Genetically Modified Wheat is a Threat to Farmers

We are seeing massive problems with the genetic contamination from neighboring farms with GM corn, soybeans and canola. Most of the soybean supply in the U.S. is already contaminated with genetically modified seeds. Many organic and conventional corn farmers are losing markets because their crops are testing positive for GM traits. Many experts have said that it is next to impossible to find non-GM canola in Canada because of this genetic trespass. Wheat pollen is even more pervasive than that of canola.

All these new GM crops are patented, which prohibits farmers from planting the seeds in subsequent years. This means that they must purchase the patented seed every year from the seed company. Monsanto sells 90% of all GM seeds in use today. This corporation is currently taking legal action against hundreds of farmers for saving seed, but many of these farmers have not planted Monsanto's seed; their crops have GM traits only because of contamination from GM pollen. Percy Schmeiser, a Canadian canola grower, was sued by Monsanto and lost his case over this very same issue. His case is currently under appeal before the Supreme Court of Canada.

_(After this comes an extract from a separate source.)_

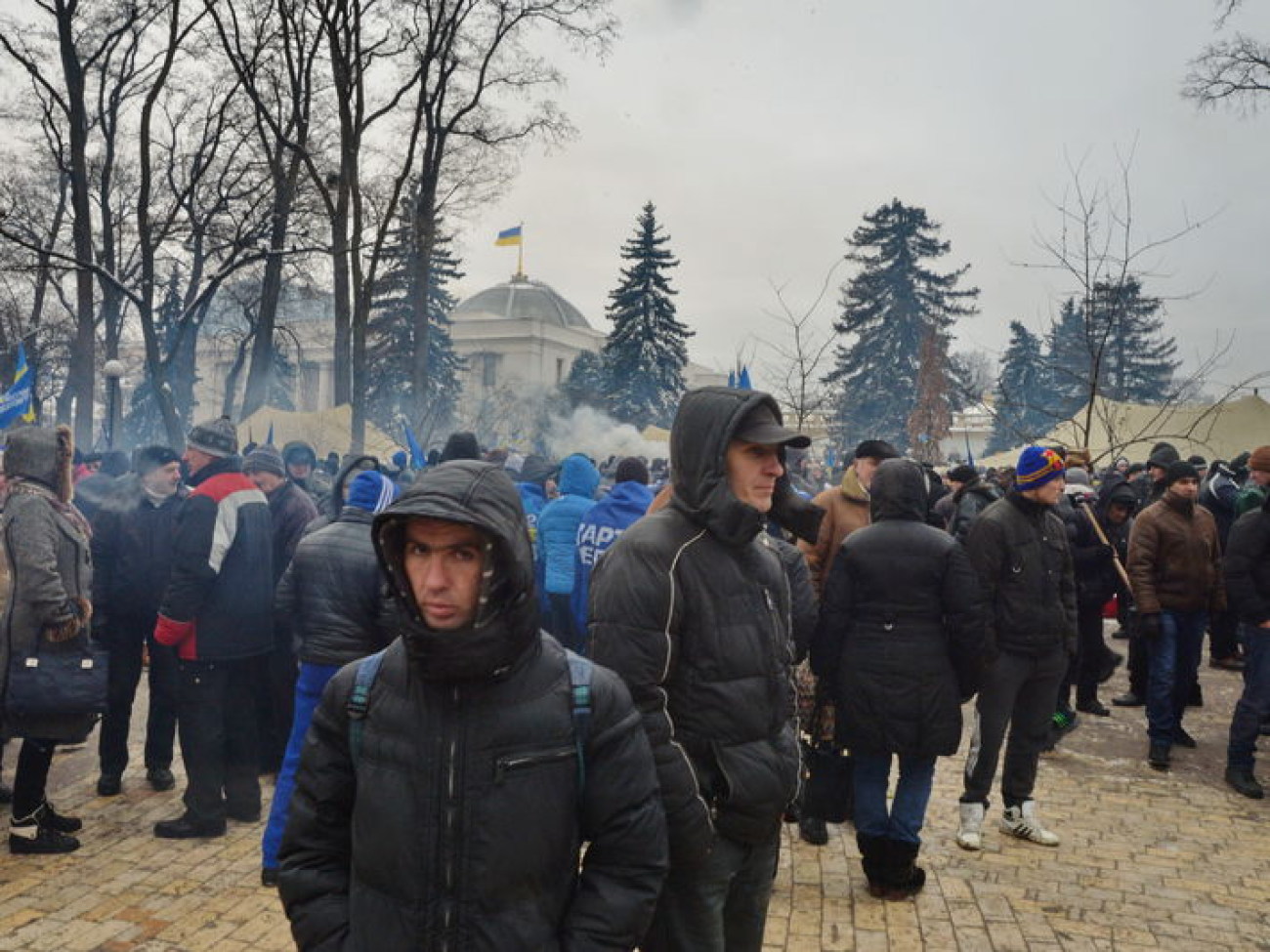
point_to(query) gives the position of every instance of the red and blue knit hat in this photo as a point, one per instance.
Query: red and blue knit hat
(1037, 466)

Genetically Modified Wheat is a Threat to the Economy

GM wheat is a mortal threat to the U.S. wheat market. It is estimated that the loss of markets for GM corn, soy and canola has reached over 300 million dollars per year because the European Union will not purchase GM crops. The U.S. is the world's leading wheat exporter. Many foreign companies have stated that they will not purchase GM wheat or any wheat if GM wheat is grown in the region. Korea is the fifth largest purchaser of U.S. wheat exports. The Korean Flour Mills Industrial Association has stated that they want GM-free certification of any hard red spring wheat they purchase. The price of spring wheat could drop by one-third if a GM variety is introduced commercially into Montana or North Dakota, according to agricultural economist Dr. Robert Wisner of Iowa State University. This will spell doom for North American wheat growers even if they decide to not plant GM wheat themselves.

GM crops are not required to go through any type of independent safety peer review to determine if they are safe for either human consumption or the environment.

We must oppose this theft of a great common resource and protect the sovereignty of independent farmers and our right to safe food.